The price of oil, one of Canada’s major exports, was driven higher by a threat to supply from an Iranian commander and a drop in U.S. crude inventories for a second week in a row.
U.S. crude oil futures CLc1 rose 0.3 percent to $74.33 a barrel.
“Right now we have many problems on the oil supply side ... and we may see high prices for a few more months,” said Hendrix Vachon, senior economist at Desjardins.
The higher price of oil and an expectation in the market that the Bank of Canada will raise interest rates next week have boosted the loonie, Vachon said.
Money markets see about a 70 percent chance of a rate increase at the July 11 announcement.

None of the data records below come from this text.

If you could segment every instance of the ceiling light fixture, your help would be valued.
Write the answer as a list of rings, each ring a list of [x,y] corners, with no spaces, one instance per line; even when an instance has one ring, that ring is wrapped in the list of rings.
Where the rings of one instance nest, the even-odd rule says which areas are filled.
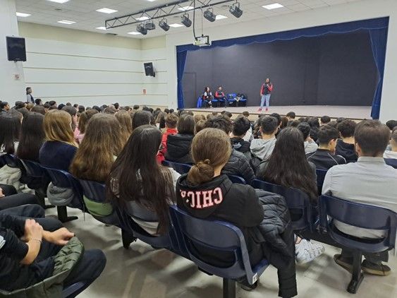
[[[60,23],[61,24],[72,25],[76,22],[73,22],[73,20],[59,20],[57,23]]]
[[[240,3],[236,2],[229,6],[230,13],[236,18],[240,18],[243,15],[243,11],[240,9]]]
[[[16,13],[16,16],[20,16],[21,18],[26,18],[27,16],[32,16],[31,14],[24,13]]]
[[[111,9],[111,8],[106,8],[106,7],[104,7],[103,8],[99,8],[99,9],[97,9],[97,12],[99,13],[116,13],[118,11],[116,11],[115,9]]]
[[[183,13],[181,17],[181,23],[185,25],[186,27],[190,27],[192,25],[192,20],[189,18],[188,13]]]
[[[281,7],[284,7],[284,6],[280,4],[279,3],[274,3],[273,4],[264,5],[262,7],[266,9],[271,10],[271,9],[281,8]]]
[[[164,31],[168,31],[169,30],[169,25],[167,24],[167,20],[166,18],[163,18],[159,22],[159,27],[160,27]]]
[[[203,16],[205,18],[207,18],[210,22],[214,22],[216,19],[216,16],[212,12],[212,8],[208,8],[203,13]]]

Expectations have been raised by hawkish comments last week by Bank of Canada Governor Stephen Poloz and recent domestic data that showed business optimism and stronger-than-expected growth in Canada’s economy.
Independence Day celebrations in the United States discouraged traders on Wednesday from taking big positions in major currencies, not least until there is some clarity about where the escalating U.S.-China trade tensions are heading. Washington is due to impose tariffs on Chinese imports at the end of the week.
Canada has its own trade dispute with the United States and is also contending with slow-moving talks to revamp the North American Free Trade Agreement.
Also, reduced Canadian oil supplies after a production problem at the Syncrude oil sands facility in Alberta could hurt the country’s economic growth in the third quarter.
Canadian government bond prices were lower across the yield curve, with the two-year CA2YT=RR down 2.5 Canadian cents to yield 1.909 percent and the 10-year CA10YT=RR falling 17 Canadian cents to yield 2.158 percent.
On Tuesday, the 10-year yield touched its highest intraday level in more than two weeks, at 2.204 percent.
Canada’s employment report for June and trade data for May are due out on Friday.